- Ну что ж, голубчик… Ходить вы сможете не раньше, чем через дня два-три. У вас сильнейшие ушибы по всему телу и сломана пара ребер. Ну, а ваш глаз…
- Да ничего, я все понимаю. – Я посмотрел на врача своим спокойным взглядом, вздохнув. – А как…
- Она все еще в невменяемом состоянии, и мы с коллегами понятия не имеем, когда она сможет из него выкарабкаться, и сможет ли вообще.
- Сможет.
- Вы так в этом уверены, потому, что знаете ее лучше меня, верно? – Снова его подобие улыбки. – Ну что ж, надейтесь, и, может быть, надежда не убьет вас быстро.
- Что, простите? – Я вскинул брови, тут же сменив выражение лица с удивленного на хмурое.
- Ничего. Я сказал, что понимаю вас. Вам что-то послышалось? – Его взгляд стал тут же заинтересованным и озабоченным одновременно.
- Нет. Просто в ушах гудит. Думаю, я все еще не отошел от мысли об аварии.
Врач ничего не ответил. Лишь смерил меня еще раз своим изучающим взглядом, кивнул и вышел из палаты.
Не поддерживал
Доктор был прав. Я смог ходить буквально после двух-трех дней после нашего первого с ним разговора. Не смотря на боль под ребрами и частый гул в голове, я мог держаться на ногах и передвигать ими. Правда, иногда я заваливался на бок, но твердое плечо стены меня поддерживало.
За то время, что я пробыл в этой палате, мне удалось узнать, что больница была построена еще во времена СССР, как одно из основных зданий маленького промышленного городка в лесу. Вполне возможно, одного из секретных городов, что скрыты с карт, но так ли это, или просто мои догадки, узнать мне не удалось. Город был почти мертв, не считая парочки стариков, доживающих свои последние дни и нескольких молодых врачей, что работали в этом самом здании.

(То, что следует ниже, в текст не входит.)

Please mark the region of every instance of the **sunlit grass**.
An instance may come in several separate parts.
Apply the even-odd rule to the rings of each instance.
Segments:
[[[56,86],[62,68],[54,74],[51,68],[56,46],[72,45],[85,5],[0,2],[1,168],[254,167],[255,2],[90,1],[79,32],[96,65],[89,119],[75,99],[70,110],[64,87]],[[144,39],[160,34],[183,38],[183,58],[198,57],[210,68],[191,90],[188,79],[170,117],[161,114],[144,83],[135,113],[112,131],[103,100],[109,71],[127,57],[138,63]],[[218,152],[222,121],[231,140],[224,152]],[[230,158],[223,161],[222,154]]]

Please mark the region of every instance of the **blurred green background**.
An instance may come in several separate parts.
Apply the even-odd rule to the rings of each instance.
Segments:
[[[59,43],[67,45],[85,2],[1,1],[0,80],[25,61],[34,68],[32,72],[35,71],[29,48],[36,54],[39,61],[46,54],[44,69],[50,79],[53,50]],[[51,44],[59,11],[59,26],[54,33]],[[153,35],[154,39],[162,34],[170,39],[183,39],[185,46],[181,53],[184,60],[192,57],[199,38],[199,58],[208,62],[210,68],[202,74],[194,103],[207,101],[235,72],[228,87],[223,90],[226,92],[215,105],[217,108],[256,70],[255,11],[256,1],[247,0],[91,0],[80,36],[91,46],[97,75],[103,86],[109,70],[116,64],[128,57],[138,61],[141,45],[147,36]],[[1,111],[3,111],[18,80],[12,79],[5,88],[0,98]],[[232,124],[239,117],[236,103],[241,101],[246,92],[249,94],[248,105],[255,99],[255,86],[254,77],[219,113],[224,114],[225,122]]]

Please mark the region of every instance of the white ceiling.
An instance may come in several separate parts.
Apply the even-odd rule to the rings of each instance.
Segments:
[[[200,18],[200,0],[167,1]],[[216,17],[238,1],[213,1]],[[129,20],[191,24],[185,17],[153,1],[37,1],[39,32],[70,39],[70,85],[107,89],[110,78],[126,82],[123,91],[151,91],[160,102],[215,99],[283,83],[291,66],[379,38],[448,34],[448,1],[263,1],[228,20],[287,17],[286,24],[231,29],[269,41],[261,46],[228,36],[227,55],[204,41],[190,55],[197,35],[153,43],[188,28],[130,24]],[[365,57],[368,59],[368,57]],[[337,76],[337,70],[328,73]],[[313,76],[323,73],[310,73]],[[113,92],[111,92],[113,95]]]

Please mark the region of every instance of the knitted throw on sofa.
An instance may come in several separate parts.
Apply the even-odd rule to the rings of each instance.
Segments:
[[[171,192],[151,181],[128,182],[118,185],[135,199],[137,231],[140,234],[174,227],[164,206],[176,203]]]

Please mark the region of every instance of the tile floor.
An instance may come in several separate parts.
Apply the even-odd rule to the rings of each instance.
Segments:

По словам медиков, нашу машину нашли на конце полянки в лесу, а в ней меня и девушку, находящихся в тяжелом положении. Изначально, предполагалось, что жива только она, ведь торчащая ветка из глаза не внушала доверия. Но, как оказалось, я не просто жив, а еще и частично мог говорить и двигаться. Правда, как только меня вытащили, я отключился. Каким образом нас нашли, кто нашел и когда – мне не говорили, что, конечно же, вызывало странное подозрение, но не более.
Сама больница состояла всего из одного корпуса и трех этажей. Стены вне палат были серыми, краска на них потрескалась. Иногда можно было встретить мозаики времен Сталина, с ликом товарища Ленина или агитационными цитатами тех времен. Лифтов, соответственно, не было, а если бы они где-то и были, то, скорее всего, уже не в рабочем состоянии. Больные, как и персонал, встречались необычайно редко, и это меня почему-то настораживало. Тишина и запустение придавало этому месту некую загадочность, но в то же время пугало.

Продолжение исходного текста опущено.